Someday 18.

3.4K 419 32
                                    


Matanya berbinar. Bibirnya melengkungkan garis senyuman saat melihat mobil milik Sarah yang ditunggunya sejak sepuluh menit lalu akhirnya datang.

Rasa kesal yang semalam menyelimutinya seakan pudar begitu saja ketika Sarah yang berada di dalam mobil tersenyum ke arahnya sambil melambaikan tangan.

Dhafin sontak berdiri. Berjalan pelan menghampiri mobil yang sudah sepenuhnya berhenti itu lalu mengitarinya dan membuka pintu penumpang.

"Hei kasep --- anak Ibu." Sapaan hangat khas Sarah langsung menyambut Dhafin yang baru saja duduk. "Maaf ya agak telat."

Dhafin membalasnya dengan seulas senyum. Lalu menyalami Sarah. "Padahal kalau Ibu gak jemput juga gak apa-apa. Aku bisa bareng sama Soni," ujarnya, canggung. Entah kenapa tiba-tiba saja dia merasa malu pada ibunya itu.

"Tapi Ibu pengin jemput. Gimana dong?" tanya Sarah. Gaya bicaranya agak kaku. Dia pun merasakan hal yang sama dengan Dhafin. Hanya saja dia lebih bisa menguasai diri untuk bisa mencairkan suasana.

"Oh," balas Dhafin sambil mengusap tengkuk leher.

"Kita langsung pulang aja?"

Dhafin mengangguk, kemudian tangannya bergerak menahan lengan Sarah yang sudah akan memutar setir. "Bu?"

"Hm?" Sarah menoleh. Menatap lembut wajah Dhafin. "Kenapa? Ada yang ketinggalan?"

Bukannya menjawab, Dhafin malah langsung memeluk Sarah.
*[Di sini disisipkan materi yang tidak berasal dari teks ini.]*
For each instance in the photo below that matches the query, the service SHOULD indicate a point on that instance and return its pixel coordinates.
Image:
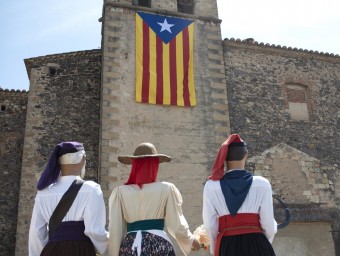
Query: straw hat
(143, 150)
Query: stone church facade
(283, 101)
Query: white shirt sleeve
(210, 217)
(95, 219)
(266, 213)
(38, 235)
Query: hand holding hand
(196, 246)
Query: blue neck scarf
(235, 186)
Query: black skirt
(254, 244)
(152, 245)
(69, 248)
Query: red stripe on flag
(159, 70)
(173, 72)
(186, 49)
(146, 64)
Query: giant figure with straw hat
(142, 208)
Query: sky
(33, 28)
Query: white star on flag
(165, 26)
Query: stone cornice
(113, 4)
(30, 62)
(250, 43)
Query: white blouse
(88, 206)
(158, 200)
(259, 200)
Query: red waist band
(241, 223)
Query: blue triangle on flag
(164, 26)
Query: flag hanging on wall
(164, 60)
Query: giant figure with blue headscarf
(237, 206)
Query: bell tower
(191, 135)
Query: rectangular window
(185, 6)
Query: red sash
(241, 223)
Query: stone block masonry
(12, 126)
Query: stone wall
(12, 127)
(257, 79)
(286, 106)
(191, 135)
(63, 105)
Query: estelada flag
(164, 60)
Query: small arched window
(185, 6)
(297, 96)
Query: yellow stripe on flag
(139, 58)
(179, 69)
(153, 71)
(191, 65)
(166, 75)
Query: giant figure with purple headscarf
(81, 230)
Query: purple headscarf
(52, 169)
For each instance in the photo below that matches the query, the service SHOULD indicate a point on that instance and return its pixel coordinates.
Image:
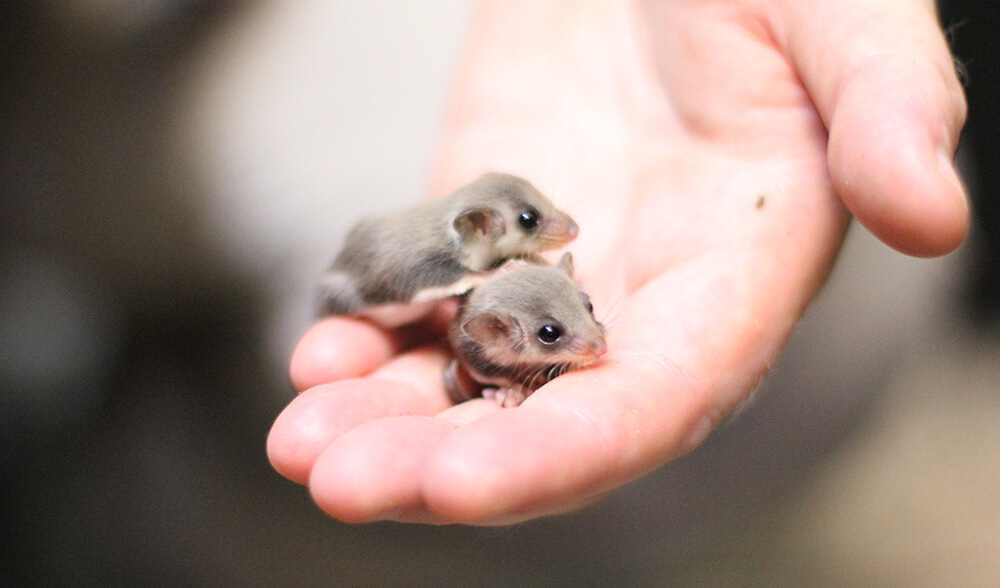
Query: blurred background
(174, 174)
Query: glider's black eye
(528, 219)
(549, 334)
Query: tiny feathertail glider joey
(440, 248)
(518, 330)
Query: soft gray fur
(435, 244)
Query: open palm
(710, 152)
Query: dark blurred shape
(973, 27)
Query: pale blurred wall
(175, 174)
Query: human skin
(712, 152)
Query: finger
(884, 82)
(372, 472)
(339, 348)
(681, 356)
(410, 384)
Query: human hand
(710, 152)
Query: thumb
(882, 78)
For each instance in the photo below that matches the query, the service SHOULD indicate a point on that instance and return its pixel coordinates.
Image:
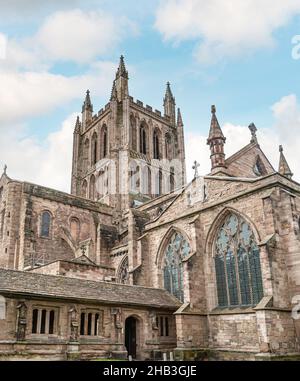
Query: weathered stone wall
(233, 332)
(76, 270)
(109, 342)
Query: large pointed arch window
(123, 273)
(177, 249)
(237, 264)
(45, 224)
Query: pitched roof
(60, 287)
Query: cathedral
(136, 261)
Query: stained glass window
(45, 224)
(177, 249)
(237, 264)
(123, 274)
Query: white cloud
(72, 35)
(285, 131)
(224, 28)
(47, 163)
(78, 36)
(27, 94)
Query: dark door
(130, 336)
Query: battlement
(149, 110)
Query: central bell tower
(127, 153)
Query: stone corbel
(269, 241)
(117, 313)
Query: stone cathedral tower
(127, 153)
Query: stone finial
(216, 140)
(113, 95)
(87, 104)
(283, 167)
(122, 72)
(179, 118)
(215, 129)
(195, 168)
(253, 131)
(169, 95)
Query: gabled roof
(28, 284)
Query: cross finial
(253, 131)
(195, 168)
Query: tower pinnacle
(216, 141)
(169, 104)
(284, 168)
(120, 85)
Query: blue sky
(238, 57)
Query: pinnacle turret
(216, 141)
(284, 168)
(169, 104)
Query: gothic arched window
(45, 224)
(103, 142)
(156, 153)
(143, 139)
(94, 149)
(133, 132)
(92, 188)
(237, 264)
(123, 273)
(259, 168)
(177, 249)
(84, 189)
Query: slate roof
(30, 284)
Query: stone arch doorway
(131, 336)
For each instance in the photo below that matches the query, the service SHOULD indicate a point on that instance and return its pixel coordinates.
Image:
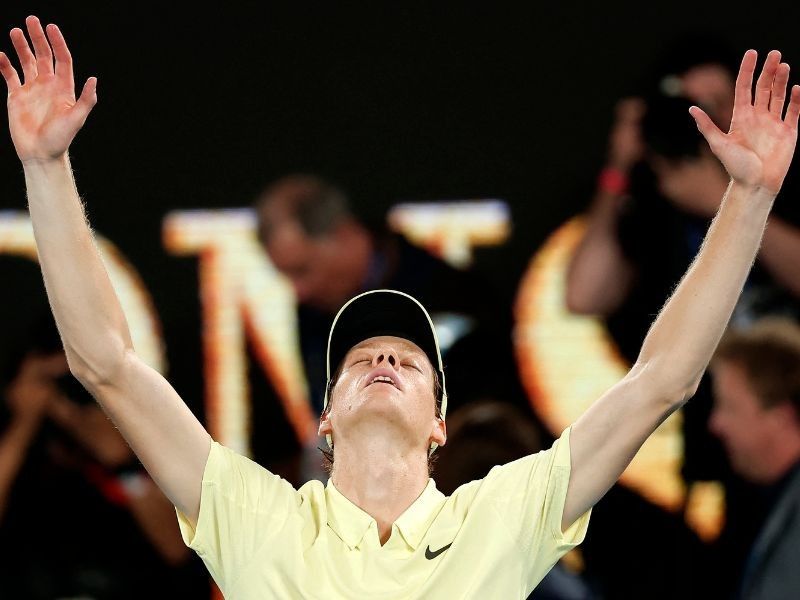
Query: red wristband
(612, 181)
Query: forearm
(780, 253)
(599, 274)
(85, 306)
(14, 444)
(681, 341)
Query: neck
(380, 477)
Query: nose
(385, 355)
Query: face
(711, 86)
(317, 268)
(745, 427)
(694, 185)
(385, 386)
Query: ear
(439, 433)
(784, 414)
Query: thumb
(707, 127)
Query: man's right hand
(43, 114)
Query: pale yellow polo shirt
(493, 538)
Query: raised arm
(756, 153)
(44, 116)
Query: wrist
(44, 164)
(756, 195)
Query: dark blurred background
(200, 108)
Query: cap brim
(379, 313)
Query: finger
(26, 58)
(62, 54)
(778, 97)
(707, 127)
(41, 47)
(793, 110)
(85, 103)
(766, 79)
(9, 73)
(744, 80)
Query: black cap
(384, 312)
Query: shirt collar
(351, 523)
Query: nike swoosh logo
(431, 555)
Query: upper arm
(608, 435)
(168, 439)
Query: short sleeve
(530, 494)
(242, 507)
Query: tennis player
(379, 528)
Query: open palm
(758, 148)
(43, 113)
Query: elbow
(99, 371)
(663, 386)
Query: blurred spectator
(486, 433)
(329, 255)
(653, 204)
(756, 414)
(79, 516)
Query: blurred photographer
(79, 516)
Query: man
(756, 414)
(112, 533)
(379, 528)
(329, 255)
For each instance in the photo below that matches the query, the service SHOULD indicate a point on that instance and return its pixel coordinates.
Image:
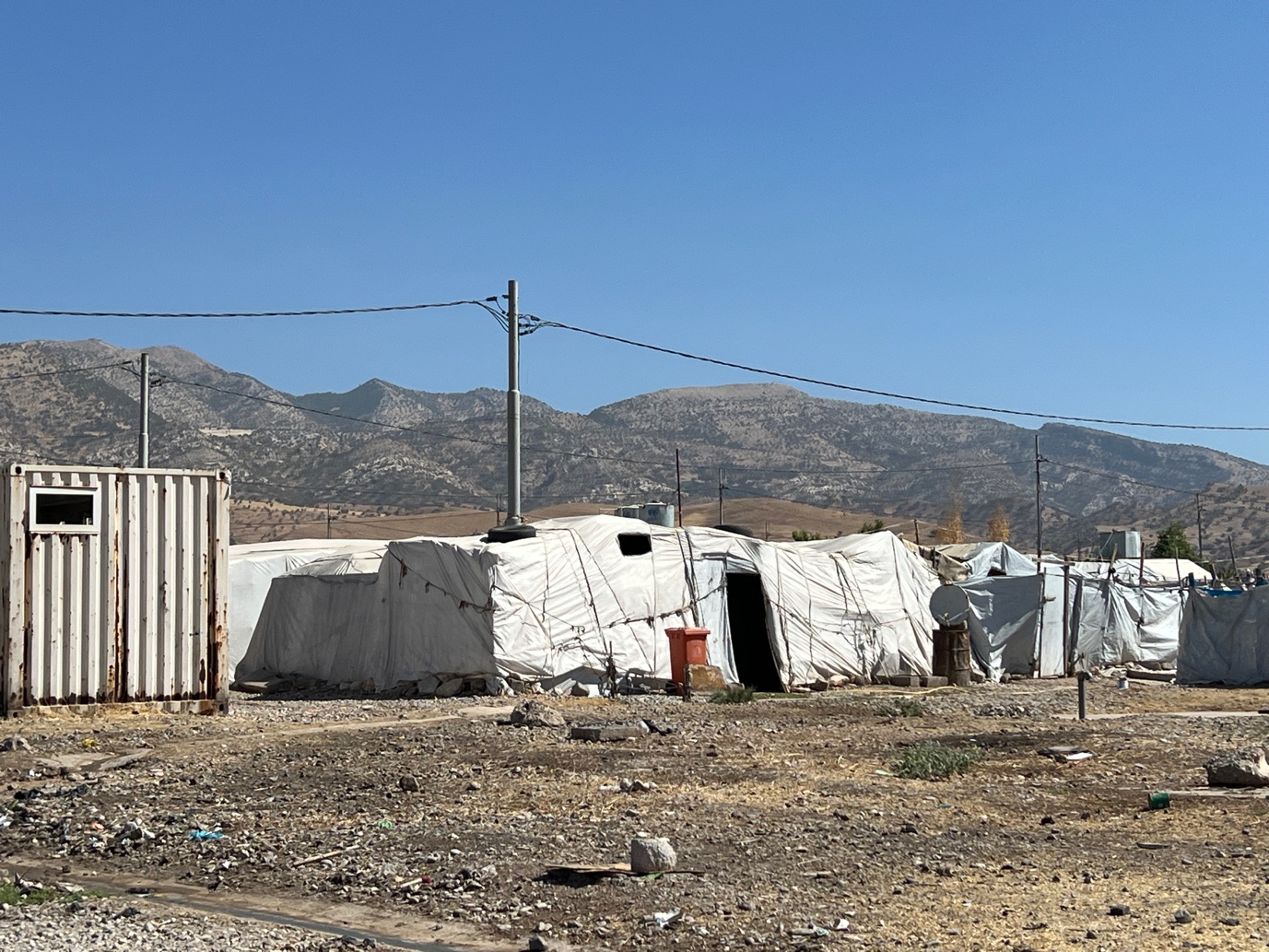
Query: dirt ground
(787, 810)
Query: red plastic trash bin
(687, 646)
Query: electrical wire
(67, 370)
(322, 312)
(877, 473)
(1121, 477)
(908, 397)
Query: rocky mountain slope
(406, 448)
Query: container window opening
(64, 509)
(635, 544)
(750, 641)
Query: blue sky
(1060, 207)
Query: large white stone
(652, 854)
(1239, 768)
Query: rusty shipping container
(115, 588)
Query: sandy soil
(787, 807)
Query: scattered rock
(535, 713)
(652, 854)
(1239, 768)
(606, 733)
(450, 688)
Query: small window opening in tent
(750, 641)
(56, 509)
(635, 544)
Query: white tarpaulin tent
(1016, 628)
(1225, 639)
(1121, 623)
(1016, 615)
(556, 607)
(254, 566)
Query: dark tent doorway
(750, 642)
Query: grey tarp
(1120, 623)
(1225, 639)
(558, 605)
(1004, 622)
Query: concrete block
(605, 733)
(706, 676)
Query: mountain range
(384, 446)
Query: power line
(67, 370)
(1121, 477)
(322, 312)
(879, 473)
(888, 395)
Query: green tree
(1171, 544)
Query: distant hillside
(770, 440)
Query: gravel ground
(115, 924)
(787, 807)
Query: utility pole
(514, 528)
(678, 483)
(144, 443)
(721, 521)
(1198, 509)
(1040, 513)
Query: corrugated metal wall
(135, 611)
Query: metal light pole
(514, 527)
(144, 442)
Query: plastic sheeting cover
(254, 566)
(1225, 640)
(1118, 623)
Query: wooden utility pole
(1040, 513)
(678, 483)
(144, 442)
(1198, 509)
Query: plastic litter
(665, 921)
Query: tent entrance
(750, 641)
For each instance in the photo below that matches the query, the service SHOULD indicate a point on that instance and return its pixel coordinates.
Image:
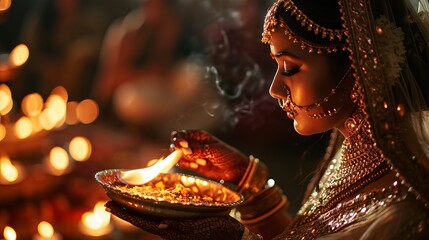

Membuat orang yang dipeluknya secara tiba-tiba itu otomatis kaget.

"Aku cuma mau ngomong sekali aja. Ibu jangan jangan banyak tanya."

Sarah mengangguk. Membalas pelukan Dhafin dengan eratnya.

"Maaf," ucap Dhafin, cepat, singkat, padat dan jelas. Dia tidak perlu menjelaskan apapun. Dia yakin ibunya akan langsung mengerti maksud ucapan maafnya tersebut.

Sarah membisu. Ini benar-benar diluar dugaannya. Dia pikir, si bungsunya ini masih sangat marah. Sehingga tidak mungkin melakukan ini. Bahkan dia sudah bersiap jika Dhafin tidak akan mau berbicara dengannya.

"Bu?" Dhafin mengurai pelukannya lalu menyentuh pipi ibunya. "Ibu gak mau maafin aku?" tanyanya, putus asa. Dia sadar sudah sangat keterlaluan kemarin.

Sarah menggeleng. Matanya mendadak perih. Kenapa Dhafin harus minta maaf? Padahal menurutnya, yang dilakukan Dhafin semalam wajar saja. Lagi pula dia sudah memaafkannya.

"Yah ...." Dhafin mendesah keras lalu mengacak rambutnya yang mulai memanjang. "Ibu ... mah. Kemarin itu aku khilaf makanya ngomong kasar dan kurang ajar."

"Ibu tau. Semarah apapun kamu, biasanya gak akan marah-marah kaya gitu dan lebih milih ngelampiasinnya sama diri sendiri. Dan bola basket." Sarah tersenyum. "Tapi itu bagus."

Kening Dhafin mengerut. Bagus apanya? Dia marah-marah, bagus?

"Ibu malah lebih gak suka lagi kalau ngeliat kamu nyiksa diri sendiri." Sarah mengelus pipi Dhafin kemudian merapikan rambutnya yang berantakan. "Harusnya Ibu yang minta maaf. Ibu sebenernya malu---"

"Aku gak mau denger lanjutannya." Dhafin menurunkan tangan Sarah dari kepalanya. "Ibu emang salah. Tapi, itu hak Ibu. Sekaligus -- membuktikan kalau Ibu masih normal dan bisa move on dari ayah," celetuknya.

Sarah mendengus geli.

"Tapi itu bukan berarti kalau aku setuju, Ibu sama Oscar." Dhafin mendelik. Mata sipitnya seakan siap menguliti Sarah. "Selain dia gak sekeren Ayah. Ibu juga terlalu cantik kalau buat laki-laki kaya dia."

Sarah bungkam. Sambil menginjak pedal gas dia memilih jadi penyimak saja daripada nantinya menyulut perselisihan lagi antara dirinya dan Dhafin.

"Bagusan juga ayah ke mana-mana." Dhafin bergumam seraya memasang sabuk pengaman dan menyimpan tas di sela kakinya. "Ngomong-ngomong, Ibu gak kerja?"